In the context of this poll however, answers aren’t that strongly correlated to voting intention, so past vote weighting would probably only have shifted answers by a couple of points at most…and whether 31% or 35% of people supported the decision doesn’t really matter a huge amount in terms of what it tells us about public reaction. Either way around about a third of Scots supported the decision. In a perfect world I’d still say it’s always better to have a politically weighted sample for any political questions, but it would be wrong to obsess about it on questions where it wouldn’t really change the conclusions we draw from it.)

Full tables are here


Today’s Times has a snap poll of 500 people conducted on Wednesday by Populus (meaning the sample was too small to include voting intention questions). 27% of people agreed with the decision to send al-Megrahi back to Libya on compassionate grounds, with 61% disagreeing.
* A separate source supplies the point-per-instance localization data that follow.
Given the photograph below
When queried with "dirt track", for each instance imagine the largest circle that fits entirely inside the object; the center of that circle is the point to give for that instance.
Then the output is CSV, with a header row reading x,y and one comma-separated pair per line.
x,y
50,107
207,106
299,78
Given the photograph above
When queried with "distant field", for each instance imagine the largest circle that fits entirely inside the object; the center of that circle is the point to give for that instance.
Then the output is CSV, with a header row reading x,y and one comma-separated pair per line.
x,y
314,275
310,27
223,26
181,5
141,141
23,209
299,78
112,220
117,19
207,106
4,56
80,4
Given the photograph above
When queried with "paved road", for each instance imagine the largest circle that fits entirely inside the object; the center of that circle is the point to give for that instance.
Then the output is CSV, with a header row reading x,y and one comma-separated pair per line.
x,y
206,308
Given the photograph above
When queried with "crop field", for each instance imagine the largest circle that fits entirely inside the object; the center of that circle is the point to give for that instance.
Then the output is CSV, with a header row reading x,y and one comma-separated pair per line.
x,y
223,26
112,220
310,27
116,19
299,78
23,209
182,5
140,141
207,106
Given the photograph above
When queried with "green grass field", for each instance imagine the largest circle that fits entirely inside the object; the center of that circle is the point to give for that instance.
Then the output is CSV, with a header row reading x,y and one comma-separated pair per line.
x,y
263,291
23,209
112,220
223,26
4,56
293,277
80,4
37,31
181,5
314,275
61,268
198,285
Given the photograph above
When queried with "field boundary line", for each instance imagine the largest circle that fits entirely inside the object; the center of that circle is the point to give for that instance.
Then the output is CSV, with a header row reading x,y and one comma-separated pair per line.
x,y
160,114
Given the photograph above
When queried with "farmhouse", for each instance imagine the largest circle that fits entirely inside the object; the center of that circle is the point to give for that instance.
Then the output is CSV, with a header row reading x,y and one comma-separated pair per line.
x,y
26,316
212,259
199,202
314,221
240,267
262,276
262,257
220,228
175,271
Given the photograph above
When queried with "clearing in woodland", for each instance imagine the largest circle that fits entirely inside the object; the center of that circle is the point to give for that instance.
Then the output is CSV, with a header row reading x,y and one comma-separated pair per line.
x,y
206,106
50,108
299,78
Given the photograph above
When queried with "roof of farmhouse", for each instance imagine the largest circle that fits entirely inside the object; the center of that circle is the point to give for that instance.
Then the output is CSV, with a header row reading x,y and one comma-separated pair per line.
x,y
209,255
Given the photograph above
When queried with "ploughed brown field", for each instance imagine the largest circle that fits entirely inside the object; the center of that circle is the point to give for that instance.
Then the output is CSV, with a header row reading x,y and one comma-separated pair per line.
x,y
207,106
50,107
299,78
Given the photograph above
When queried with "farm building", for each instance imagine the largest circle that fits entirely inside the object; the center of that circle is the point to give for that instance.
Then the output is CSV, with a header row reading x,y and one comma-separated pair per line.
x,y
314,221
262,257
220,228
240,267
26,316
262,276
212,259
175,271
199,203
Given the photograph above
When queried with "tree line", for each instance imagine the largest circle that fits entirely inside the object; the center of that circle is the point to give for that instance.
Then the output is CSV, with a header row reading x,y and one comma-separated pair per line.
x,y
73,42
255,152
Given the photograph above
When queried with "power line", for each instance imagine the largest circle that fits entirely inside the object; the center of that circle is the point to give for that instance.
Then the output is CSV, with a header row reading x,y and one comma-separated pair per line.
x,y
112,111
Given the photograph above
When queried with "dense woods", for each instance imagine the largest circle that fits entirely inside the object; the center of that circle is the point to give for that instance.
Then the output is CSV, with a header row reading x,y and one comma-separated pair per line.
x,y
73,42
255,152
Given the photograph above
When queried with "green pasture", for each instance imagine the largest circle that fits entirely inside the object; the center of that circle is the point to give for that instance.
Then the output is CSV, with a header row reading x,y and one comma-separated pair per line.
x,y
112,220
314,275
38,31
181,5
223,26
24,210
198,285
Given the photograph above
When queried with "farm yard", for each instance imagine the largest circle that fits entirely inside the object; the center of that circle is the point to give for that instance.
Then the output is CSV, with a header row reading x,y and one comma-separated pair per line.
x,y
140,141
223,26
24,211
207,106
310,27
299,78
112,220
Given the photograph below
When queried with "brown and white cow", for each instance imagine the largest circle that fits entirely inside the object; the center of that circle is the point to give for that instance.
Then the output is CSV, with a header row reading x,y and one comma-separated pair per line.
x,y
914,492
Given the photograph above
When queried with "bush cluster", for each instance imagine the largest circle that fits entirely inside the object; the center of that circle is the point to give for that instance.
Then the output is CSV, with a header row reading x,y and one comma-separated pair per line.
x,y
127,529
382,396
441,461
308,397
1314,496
We can’t precisely compare this to Scottish YouGov poll yesterday, since the methodology and wording of the questions will be different, but it does mean the early suggestions are that the Scottish public are more sympathetic to al-Megrahi’s release than Great Britain as a whole.

Populus asked whether a series of people or governments had handled the affair well – the US government, the SNP administration, Kenny MacAskill, Brown, Cameron, Ghaddifi and so on. The full figures are not in their report, but from the information there it appears that the public thought everyone handled it badly, though Brown and Ghaddifi came off worst, with Cameron and the US government coming off best.